Mexico remained the most popular outbound destination, receiving 3,424,397 U.S. visitors in August and accounting for 33.5 percent of all departures for the month. Canada experienced a 6.0 percent decline compared to last year. Europe continued to rank as the second-largest outbound region, recording 2,467,679 U.S. departures, or 24.1 percent of the total. Travel to Europe grew 5.6 percent year over year, signaling sustained interest in long-haul travel options.
Cumulative year-to-date figures show Mexico with 27,954,130 outbound visitors and the Caribbean with 8,320,815. Together, these two regions represented 47.8 percent of all U.S. international departures, emphasizing the continued popularity of nearby leisure markets. At the same time, demand for long-haul destinations—especially in Europe—remains strong despite global economic uncertainties.
Looking Ahead to Late 2025
According to NTTO reporting, the slower pace of inbound recovery reflects varying reopening timelines, shifting economic conditions, and fluctuating travel confidence among key source markets. Outbound travel, however, continues to be buoyed by resilient consumer demand, broader airline connectivity, and attractive pricing across numerous international destinations.

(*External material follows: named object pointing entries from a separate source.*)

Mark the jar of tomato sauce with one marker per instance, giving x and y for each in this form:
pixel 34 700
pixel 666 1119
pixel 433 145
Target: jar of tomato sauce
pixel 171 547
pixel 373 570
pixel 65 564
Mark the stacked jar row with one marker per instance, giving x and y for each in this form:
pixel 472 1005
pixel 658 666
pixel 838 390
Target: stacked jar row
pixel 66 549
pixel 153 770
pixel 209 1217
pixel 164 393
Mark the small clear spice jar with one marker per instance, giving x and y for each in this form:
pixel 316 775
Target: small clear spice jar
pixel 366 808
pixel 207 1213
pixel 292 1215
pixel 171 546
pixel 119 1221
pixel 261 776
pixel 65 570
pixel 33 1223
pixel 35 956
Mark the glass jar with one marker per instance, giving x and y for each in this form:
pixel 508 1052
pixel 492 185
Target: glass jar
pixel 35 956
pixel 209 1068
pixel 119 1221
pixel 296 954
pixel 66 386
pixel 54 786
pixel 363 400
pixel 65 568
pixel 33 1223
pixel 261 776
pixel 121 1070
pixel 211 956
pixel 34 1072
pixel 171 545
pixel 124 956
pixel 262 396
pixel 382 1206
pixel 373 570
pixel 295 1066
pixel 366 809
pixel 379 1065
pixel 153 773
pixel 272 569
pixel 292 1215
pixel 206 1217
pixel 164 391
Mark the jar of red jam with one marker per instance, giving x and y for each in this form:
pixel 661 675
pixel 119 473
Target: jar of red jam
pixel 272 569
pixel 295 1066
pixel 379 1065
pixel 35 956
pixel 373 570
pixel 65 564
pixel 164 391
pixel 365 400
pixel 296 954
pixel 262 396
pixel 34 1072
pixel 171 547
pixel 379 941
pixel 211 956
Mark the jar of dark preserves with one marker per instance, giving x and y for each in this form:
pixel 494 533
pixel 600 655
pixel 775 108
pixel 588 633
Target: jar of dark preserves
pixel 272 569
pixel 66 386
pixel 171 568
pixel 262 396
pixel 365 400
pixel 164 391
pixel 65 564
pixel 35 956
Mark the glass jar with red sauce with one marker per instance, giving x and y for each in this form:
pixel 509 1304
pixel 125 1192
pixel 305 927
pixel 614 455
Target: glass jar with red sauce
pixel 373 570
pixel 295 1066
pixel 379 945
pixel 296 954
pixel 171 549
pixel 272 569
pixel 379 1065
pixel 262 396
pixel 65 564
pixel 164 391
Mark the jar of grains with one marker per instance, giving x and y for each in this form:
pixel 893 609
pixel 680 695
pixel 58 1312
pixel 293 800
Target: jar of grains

US tourism faces a sharp decline in 2025 as Mexico, Canada, the United Kingdom, Italy, France, Germany, South Korea, and Brazil report unprecedented drops in arrivals due to uneven recovery, economic uncertainty, and rising travel costs, while outbound travel surges with strong consumer demand and expanded flight options.
The latest data highlights a striking contrast in US international travel for 2025, with inbound arrivals from key global markets lagging while outbound travel continues to gain momentum. While challenges such as economic uncertainty, travel costs, and inconsistent air connectivity continue to suppress visitor numbers, the robust growth in outbound departures demonstrates strong consumer confidence and sustained appetite for international travel. This divergence underscores the need for targeted strategies to revitalize inbound tourism while capitalizing on the continued strength of US travelers exploring destinations abroad.